Взбешенным латинянам достался один лишь Никита Неизвестный. Будто и не окружали его беспощадные враги, хронист спокойно улыбался, готовый проверить, соответствует ли действительности то, что он написал. Выражение его лица не изменилось и тогда, когда он, исколотый копьями, начал медленно оседать на пол.
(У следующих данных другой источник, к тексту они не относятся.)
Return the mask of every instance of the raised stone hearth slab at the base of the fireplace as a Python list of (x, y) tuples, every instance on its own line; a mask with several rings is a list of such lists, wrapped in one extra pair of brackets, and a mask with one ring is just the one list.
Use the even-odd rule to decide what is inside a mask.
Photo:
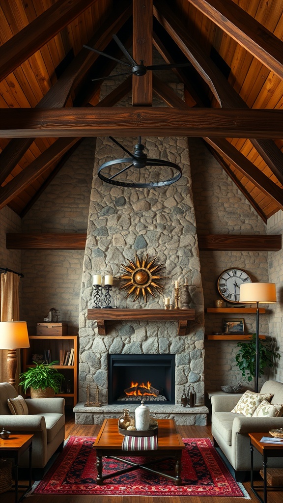
[[(123, 408), (128, 408), (133, 414), (138, 404), (101, 405), (101, 407), (85, 407), (84, 403), (77, 403), (74, 407), (76, 425), (101, 425), (104, 419), (120, 417)], [(181, 407), (181, 405), (151, 405), (151, 415), (157, 419), (175, 419), (177, 425), (206, 426), (208, 408), (205, 405), (195, 407)]]

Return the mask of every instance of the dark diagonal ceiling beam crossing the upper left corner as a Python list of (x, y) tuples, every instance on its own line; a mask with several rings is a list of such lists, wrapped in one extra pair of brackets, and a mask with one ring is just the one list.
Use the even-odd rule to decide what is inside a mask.
[(57, 0), (0, 47), (0, 81), (97, 0)]

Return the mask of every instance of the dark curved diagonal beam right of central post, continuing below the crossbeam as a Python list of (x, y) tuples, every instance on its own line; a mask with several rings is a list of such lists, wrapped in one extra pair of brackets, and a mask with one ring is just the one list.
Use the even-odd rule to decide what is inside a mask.
[[(220, 106), (223, 108), (248, 109), (244, 100), (230, 85), (213, 60), (207, 57), (199, 45), (189, 36), (186, 28), (181, 24), (180, 20), (168, 5), (165, 5), (160, 0), (155, 0), (154, 15), (206, 82)], [(251, 136), (251, 138), (253, 137)], [(279, 182), (283, 184), (283, 153), (274, 143), (273, 139), (271, 139), (271, 137), (269, 138), (270, 139), (265, 139), (264, 141), (253, 138), (251, 141), (263, 157), (269, 169)]]

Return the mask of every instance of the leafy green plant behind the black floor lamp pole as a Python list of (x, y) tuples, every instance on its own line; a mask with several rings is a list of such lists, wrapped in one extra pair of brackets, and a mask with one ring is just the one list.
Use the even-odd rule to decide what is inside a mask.
[[(236, 365), (242, 372), (244, 380), (251, 382), (255, 378), (255, 358), (256, 358), (256, 334), (253, 333), (250, 341), (239, 342), (236, 355)], [(265, 340), (259, 339), (259, 370), (258, 377), (261, 377), (266, 368), (272, 368), (276, 358), (280, 358), (276, 351), (274, 339), (268, 337)]]

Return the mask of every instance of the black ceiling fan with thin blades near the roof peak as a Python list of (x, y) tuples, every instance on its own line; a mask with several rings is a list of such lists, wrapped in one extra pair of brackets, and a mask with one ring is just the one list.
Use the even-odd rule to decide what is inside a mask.
[[(142, 76), (147, 73), (148, 70), (167, 70), (168, 68), (179, 68), (181, 66), (189, 66), (190, 63), (173, 63), (173, 64), (154, 64), (150, 66), (146, 66), (144, 64), (143, 59), (140, 60), (139, 63), (137, 63), (132, 56), (128, 53), (126, 48), (123, 46), (122, 42), (118, 39), (117, 35), (112, 35), (113, 39), (115, 40), (116, 44), (119, 46), (129, 63), (126, 63), (125, 61), (121, 61), (121, 59), (114, 58), (113, 56), (110, 56), (109, 54), (105, 54), (105, 52), (101, 52), (98, 49), (94, 49), (93, 47), (90, 47), (89, 45), (84, 45), (86, 49), (90, 49), (91, 51), (97, 52), (101, 56), (105, 56), (106, 58), (113, 59), (114, 61), (117, 61), (117, 63), (121, 63), (122, 65), (129, 66), (131, 67), (131, 71), (127, 71), (125, 73), (116, 73), (115, 75), (109, 75), (107, 78), (114, 78), (119, 75), (129, 75), (132, 73), (133, 75), (136, 76)], [(92, 80), (102, 80), (105, 79), (105, 77), (99, 77), (99, 78), (93, 78)]]

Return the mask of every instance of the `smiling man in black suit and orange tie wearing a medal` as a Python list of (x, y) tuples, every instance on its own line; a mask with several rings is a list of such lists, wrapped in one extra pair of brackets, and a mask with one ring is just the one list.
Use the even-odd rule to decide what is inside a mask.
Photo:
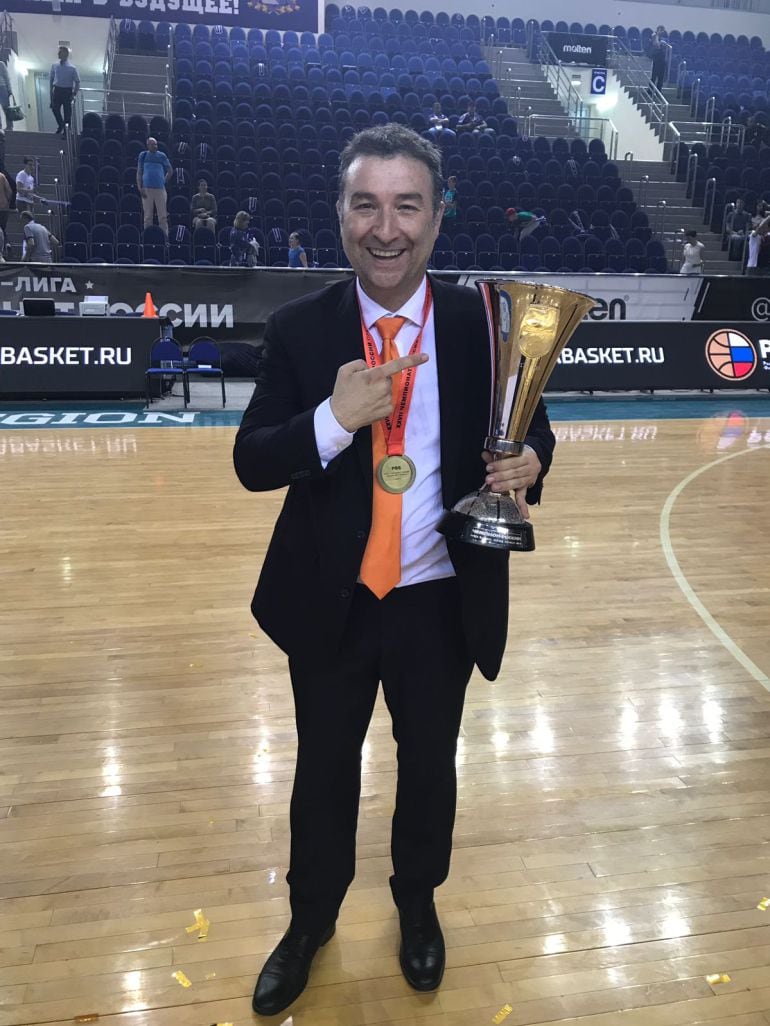
[[(500, 668), (508, 569), (507, 553), (447, 542), (435, 526), (484, 483), (485, 463), (487, 483), (513, 490), (526, 515), (554, 439), (540, 404), (523, 456), (493, 463), (479, 451), (486, 315), (475, 290), (426, 276), (442, 212), (435, 147), (398, 124), (355, 136), (338, 214), (356, 280), (270, 317), (235, 441), (245, 487), (288, 485), (252, 606), (288, 655), (299, 741), (292, 922), (260, 974), (253, 1007), (264, 1015), (305, 988), (353, 879), (361, 746), (380, 682), (398, 746), (390, 886), (400, 965), (417, 990), (444, 973), (433, 890), (449, 872), (457, 738), (473, 665), (489, 680)], [(400, 422), (390, 417), (405, 405)]]

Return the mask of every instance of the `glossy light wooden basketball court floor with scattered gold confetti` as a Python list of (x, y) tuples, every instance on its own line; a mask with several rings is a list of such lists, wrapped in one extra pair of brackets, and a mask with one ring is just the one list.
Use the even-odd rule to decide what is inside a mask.
[[(337, 937), (270, 1021), (768, 1026), (764, 409), (554, 425), (465, 711), (444, 984), (398, 969), (380, 702)], [(281, 495), (240, 489), (233, 434), (0, 426), (2, 1026), (256, 1021), (295, 736), (248, 613)]]

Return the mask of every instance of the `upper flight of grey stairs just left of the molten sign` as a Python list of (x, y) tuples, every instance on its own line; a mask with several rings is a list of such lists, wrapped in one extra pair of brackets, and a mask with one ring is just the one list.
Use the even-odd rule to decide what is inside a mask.
[[(536, 121), (533, 135), (575, 137), (564, 108), (540, 65), (533, 64), (523, 47), (489, 47), (486, 55), (493, 72), (496, 62), (502, 60), (502, 74), (496, 77), (500, 95), (507, 102), (511, 117), (522, 120), (528, 114), (546, 115), (547, 121)], [(519, 127), (519, 132), (523, 130)]]

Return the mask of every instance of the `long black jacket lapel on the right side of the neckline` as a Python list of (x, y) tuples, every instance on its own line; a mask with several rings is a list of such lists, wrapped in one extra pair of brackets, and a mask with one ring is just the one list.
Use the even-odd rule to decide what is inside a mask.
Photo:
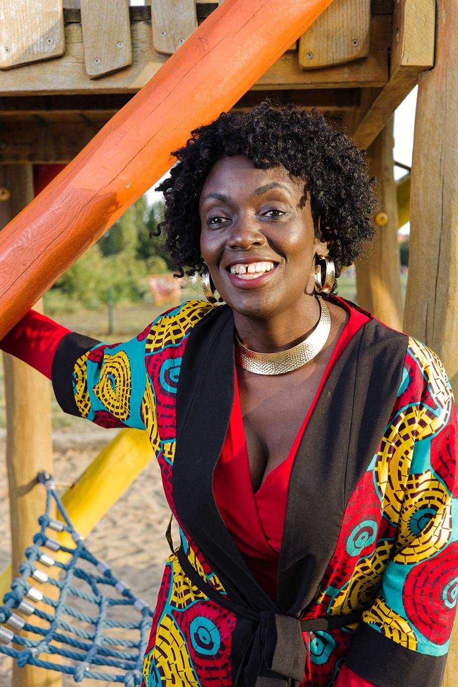
[(378, 449), (402, 379), (408, 338), (371, 319), (332, 369), (290, 477), (278, 600), (295, 615), (312, 600), (336, 547), (348, 499)]

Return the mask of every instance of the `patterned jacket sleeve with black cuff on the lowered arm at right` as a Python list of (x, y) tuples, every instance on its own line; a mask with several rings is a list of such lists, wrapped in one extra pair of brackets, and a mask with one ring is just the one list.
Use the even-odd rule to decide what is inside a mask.
[(396, 541), (347, 664), (380, 687), (440, 687), (458, 592), (457, 412), (442, 363), (415, 339), (399, 398), (415, 441), (412, 450), (400, 432), (391, 440), (405, 457), (404, 475), (387, 472), (400, 487)]

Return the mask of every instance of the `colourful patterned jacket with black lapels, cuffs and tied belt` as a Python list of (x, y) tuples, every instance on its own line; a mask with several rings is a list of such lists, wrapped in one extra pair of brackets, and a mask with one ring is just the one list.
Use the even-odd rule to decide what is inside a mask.
[(457, 414), (434, 353), (371, 319), (336, 362), (293, 466), (277, 602), (216, 508), (234, 394), (227, 306), (187, 302), (132, 341), (69, 334), (62, 408), (146, 427), (179, 521), (144, 662), (147, 687), (439, 687), (457, 601)]

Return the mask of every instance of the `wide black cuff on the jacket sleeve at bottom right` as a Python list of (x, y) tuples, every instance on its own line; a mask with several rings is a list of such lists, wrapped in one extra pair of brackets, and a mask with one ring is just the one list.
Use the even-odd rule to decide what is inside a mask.
[(360, 622), (347, 665), (377, 687), (441, 687), (446, 660), (406, 649)]

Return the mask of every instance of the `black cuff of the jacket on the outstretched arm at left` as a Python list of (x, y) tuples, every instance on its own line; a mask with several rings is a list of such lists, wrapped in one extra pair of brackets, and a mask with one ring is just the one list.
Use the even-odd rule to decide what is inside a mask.
[(57, 402), (65, 413), (81, 417), (73, 394), (73, 370), (75, 363), (100, 341), (71, 332), (63, 337), (52, 361), (51, 379)]

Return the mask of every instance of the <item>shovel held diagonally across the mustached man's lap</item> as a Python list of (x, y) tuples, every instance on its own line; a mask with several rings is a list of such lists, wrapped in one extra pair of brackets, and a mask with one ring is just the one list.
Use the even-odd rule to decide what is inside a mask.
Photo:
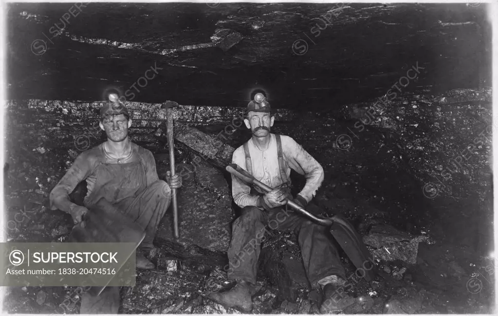
[[(273, 190), (266, 184), (256, 180), (248, 171), (241, 168), (237, 163), (228, 165), (226, 169), (228, 172), (241, 178), (249, 185), (252, 184), (257, 186), (265, 192)], [(348, 258), (353, 262), (357, 268), (357, 272), (358, 270), (363, 271), (364, 275), (361, 277), (365, 278), (365, 280), (369, 282), (374, 280), (376, 267), (375, 262), (373, 261), (373, 256), (363, 243), (362, 237), (358, 234), (351, 223), (339, 215), (334, 215), (332, 218), (317, 217), (291, 200), (287, 201), (287, 205), (313, 222), (322, 226), (330, 227), (332, 236), (334, 236)]]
Спустя несколько лет в Никее, новой столице Восточной империи, Никита Хониат, один из самых известных ромейских авторов, заканчивая свою известную «Хронику», в которой он весьма обильно использовал записки свидетелей падения Константинополя, нигде не указал имя Никиты Неизвестного. Имя – это судьба. История состоит из сокрытых имен.
Восемнадцатый день
Ничего не происходит на этом Свете и ничего по-настоящему не произойдет, если об этом когда-то раньше уже не было рассказано. Раскрылось слово – и вот стал свет. А все дни были записаны в книге тогда, когда еще не было ни одного из них. И было три сказания, три повести, как раз такой ширины, какими стали Небо, Вода и Суша. Первый огонь жарко разгорелся тоже в предании. И многоликая травка проросла, и белый кедр подпер небо только после того, как это было описано в тысячелистной истории растений. То же и со зверьем разным, со львом, буйволом, козой, щеглом, галкой, клопом, гусеницей, белугой и улиткой. Рождение, жизнь, смерть – хоть князя, хоть землепашца – сначала происходят в какой-нибудь повести. Путевые заметки осваивают пространства, тянут ниточки дорог там, где им место. Даже гам, доносящийся с рыбного рынка, сначала был записан в одной чрезвычайно важной хронике. А если сейчас ты скажешь, что не веришь в это, имей в виду: твои слова – это лишь фрагмент одного из многочисленных бесплодных научных споров. Следовательно, как и написано в самом начале одного короткого рассуждения о повествовании – ничего не бывает просто так, все происходящее есть часть какой-то повести.